From St Louis de Montfort (Friends of the Cross):
When we are told to love the cross, that does not refer to an emotional love, impossible to our human nature.
There are three kinds of love: emotional love, rational love, and the supernatural love of faith. In other words, the love that resides in the lower part of man, in his body; the love in the higher part, his reason; and the love in the highest part of man, in the summit of the soul, that is, the intelligence enlightened by faith.
God does not ask you to love the cross with the will of the flesh. Since the flesh is subject to sin and corruption, all that proceeds from it is perverted and, of itself, cannot be submissive to the will of God and his crucifying law. It was this human will our Lord referred to in the Garden of Olives when he cried out, “Father, let your will be done, not mine.” If the lower part of Christ’s human nature, although so holy, could not love the cross continuously, then with still greater reason will our tainted nature reject it. It is true that we may sometimes experience even a sensible joy in our sufferings, as many of the saints have done; but that joy does not come from the body, even though it is experienced in the body. It comes from the soul, which is so overwhelmed with the divine joy of the Holy Spirit that it overflows into the body. In that way, someone who is suffering greatly can say with the psalmist, “My heart and my flesh ring out their joy to God, the living God.”

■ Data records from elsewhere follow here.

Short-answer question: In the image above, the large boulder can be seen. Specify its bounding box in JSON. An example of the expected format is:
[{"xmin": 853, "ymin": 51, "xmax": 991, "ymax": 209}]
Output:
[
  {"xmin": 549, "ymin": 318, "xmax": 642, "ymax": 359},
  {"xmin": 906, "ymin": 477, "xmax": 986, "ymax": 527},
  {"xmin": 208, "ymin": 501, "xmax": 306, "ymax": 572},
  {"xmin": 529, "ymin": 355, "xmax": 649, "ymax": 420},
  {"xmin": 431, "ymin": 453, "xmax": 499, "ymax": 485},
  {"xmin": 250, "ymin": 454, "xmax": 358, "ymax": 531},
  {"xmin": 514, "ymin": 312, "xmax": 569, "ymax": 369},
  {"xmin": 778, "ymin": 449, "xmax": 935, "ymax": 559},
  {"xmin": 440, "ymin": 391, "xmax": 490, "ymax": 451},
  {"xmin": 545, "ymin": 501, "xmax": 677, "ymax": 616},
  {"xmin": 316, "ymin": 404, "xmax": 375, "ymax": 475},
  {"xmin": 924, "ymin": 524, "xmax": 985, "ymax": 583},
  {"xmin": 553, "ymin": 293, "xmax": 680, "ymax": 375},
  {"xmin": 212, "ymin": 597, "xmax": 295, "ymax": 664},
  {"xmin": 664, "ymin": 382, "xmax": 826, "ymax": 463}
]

There is another love of the cross which I have called rational love and which is in the higher part of man, the mind. This love is entirely spiritual; it springs from the knowledge of how happy we can be in suffering for God, and so it can be experienced by the soul, to which it gives interior joy and strength. But although this rational and perceptible joy is good, in fact, excellent, it is not always necessary in order to suffer joyfully for God’s sake.
And so there is a third kind of love, which is called by the masters of the spiritual life the love of the summit of the soul, and which is known to philosophers as the love of the intellect. In this, without any feeling of joy in the senses or pleasure in the mind, we love the cross we are carrying, by the light of pure faith, and take delight in it, even though the lower part of our nature may be in a state of conflict and disturbance, groaning and complaining, weeping and longing for relief. In this case, we can say with our Lord, “Father, let Your will be done, not mine;” or with our Lady, “I am the slave of the Lord: let what you have said be done to me.”
It is with one of these two higher loves that we should love and accept the cross.